Citi Hit with $79 Million Fine Over $189 Billion Trading Blunder
UK regulators have fined Citigroup a total of £62 million ($79 million) for failures in its trading systems that nearly led to a catastrophic $189 billion stock sell-off on European markets.
The Financial Conduct Authority (FCA) imposed a fine of approximately £28 million ($36 million), while the Bank of England’s Prudential Regulation Authority (PRA) levied a nearly £34 million ($43 million) penalty. The fines were reduced by 30% due to Citigroup’s agreement to settle the matter. Without the settlement, the combined fine would have exceeded £88 million ($112 million).
A Citigroup spokesperson acknowledged the resolution of the incident, which stemmed from an individual error that was quickly identified and corrected. “We immediately took steps to strengthen our systems and controls, and remain committed to ensuring full regulatory compliance,” the spokesperson said. Citigroup declined to comment on speculation that the error was a “fat-finger” mistake, where incorrect data is inputted due to pressing the wrong key.
The incident occurred in May 2022 when one of Citigroup’s traders mistakenly sold $1.4 billion worth of stocks on European exchanges. The FCA noted that the trader intended to sell only $58 million worth of stocks but made an error that resulted in an order to sell $444 billion. Citigroup’s systems blocked $255 billion of that, leaving $189 billion to be processed for sale throughout the day. Before the trader canceled the transaction, $1.4 billion worth of stocks had already been sold.

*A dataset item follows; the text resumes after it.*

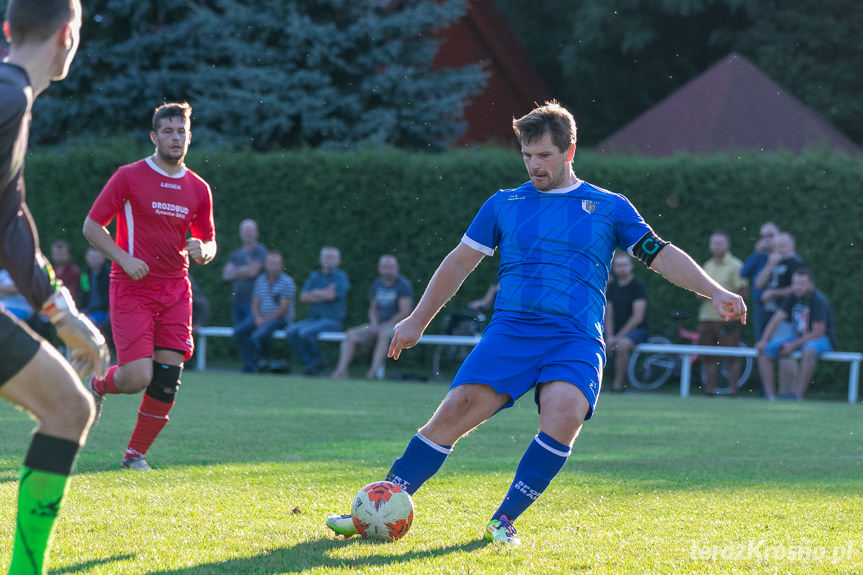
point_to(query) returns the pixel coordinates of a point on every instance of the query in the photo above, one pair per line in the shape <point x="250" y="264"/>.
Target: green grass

The FCA criticized Citigroup’s lack of adequate controls, highlighting that the trader could override a pop-up alert without fully reviewing its details, and the bank’s real-time monitoring was insufficient to escalate alerts promptly. These deficiencies risked creating a disorderly market.
In response to the incident, Citigroup has implemented measures to enhance the security of its trading systems. Sam Woods, CEO of the PRA, emphasized the importance of effective controls for firms involved in trading, stating that Citigroup’s failure to meet expected standards resulted in the fine.
Another Costly Error for Citigroup
This isn’t the first significant error for Citigroup. In 2020, the bank mistakenly wired $900 million in interest payments to lenders of Revlon, far exceeding the intended amount. While some lenders returned the funds, others did not, leading to a US district court ruling that Citigroup could not recover the outstanding $500 million.
A separate trading mishap in 2014, unrelated to Citigroup, saw an anonymous broker in Japan make and then cancel orders for more than $600 billion worth of stocks, causing significant market disruption.